I'm wondering if you could tell me how possible/comfortable this is to play? Particularly the 2nd & 3rd chords.

I can reach the notes myself on the piano but my ring/index finger end up at the top of the piano key which makes it hard to actually press down. Just wondering whether a good pianist would have issues with those chords.

Quarter note = 50bpm

The largest chords span a diminished 10th (i.e., major 9th) from G# to Bb in both hands

  • 3
    The comfort/ease depends on the size of your hands. But those bass clef chords are so dense no one will be able to tell whether you're playing the right notes or not! Unless they're aiming at mud, piano parts don't have such closely spaced parts really low down. Those chords are the treble clef chords restated two octaves down, which suggests this might be a piece you found online, written by someone who's still learning to write piano parts... Dec 22, 2020 at 18:18
  • Do not ask the internet for fingerings, for it will say both yes and no. Whether something is possible/easy/comfortable for a pianist depends on the pianist as much as on the score. Dec 23, 2020 at 9:06
  • @BrianTHOMAS I wrote the music but, out of curiosity, why does the fact that both hands play the same chords 2 octaves apart indicate someone new to piano writing? Dec 23, 2020 at 11:59
  • Typically, piano music treats the bass (left hand) and the treble notes (right hand) as separate entities, where the left hand might be playing a bass note or something similar while the right hand plays most of the notes in the chord voicing. The fact that both hands are playing identical voicings is indicative of someone who has yet to develop this style of writing, which often means a beginner writer.
    – user45266
    Dec 24, 2020 at 0:27
  • OP may wish to research "Lower Interval Limits" (muddiness in bass register) and "Harmonic Series" (notes' overtones reinforcing each other) as they relate to voicings, as these are concepts that dictate the conventional piano chord voicing style.
    – user45266
    Dec 24, 2020 at 0:30

3 Answers 3


I easily reach a tenth, but that second chord is close to impossible, especially in the left hand. If given a moment to set it up, I can just barely stretch my fingers around the keys and get it. I suppose with some practice I might get fast enough at that contortion to get it at speed, but it's always going to be scary.

The third chord is a little rough in the left hand but doable, and completely fine in the right hand.


Don't always assume that decent pianists have wide enough hand spans to even play this without needing to arpeggiate. I passed my Grade 10 Royal Conservatory of Music Piano Performance exam, and my hands can each span only an octave without hitting inner notes. They can span a ninth, but then they must hit inner notes a second away from the notes at the thumbs. This means that I find the second and third chords to be impossible to play without using arpeggios.


A good pianist with a wide enough hand span should have no trouble with those chords.
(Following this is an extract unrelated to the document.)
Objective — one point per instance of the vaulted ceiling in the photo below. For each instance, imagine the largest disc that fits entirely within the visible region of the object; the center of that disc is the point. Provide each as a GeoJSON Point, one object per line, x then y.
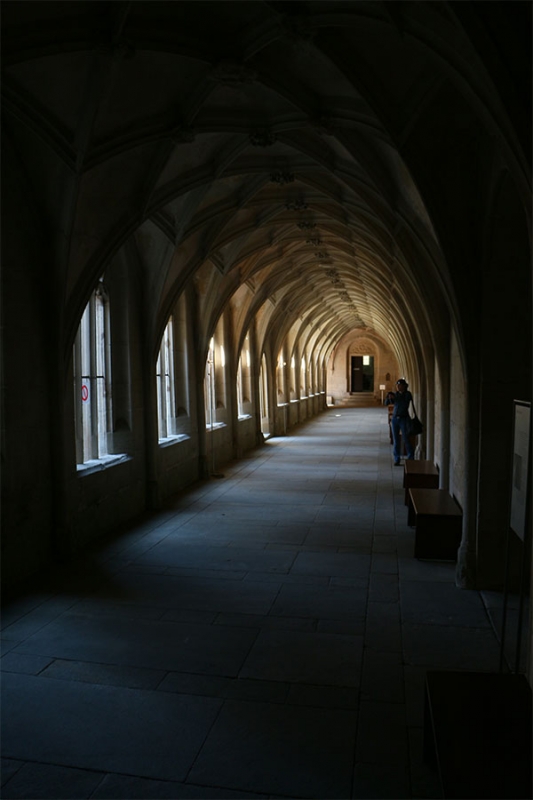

The 2nd and 3rd chords in particular are fine, especially since the piece isn't very fast, but they do require experience and skill. The technique is, as you say, to move the hand toward the back of the keys, but it does require a wide hand-span to comfortably sound all the notes.

Some pertinent, more detailed comments on hand position, including pictures, can be found at How to exercise my fingers in extreme bending when playing piano?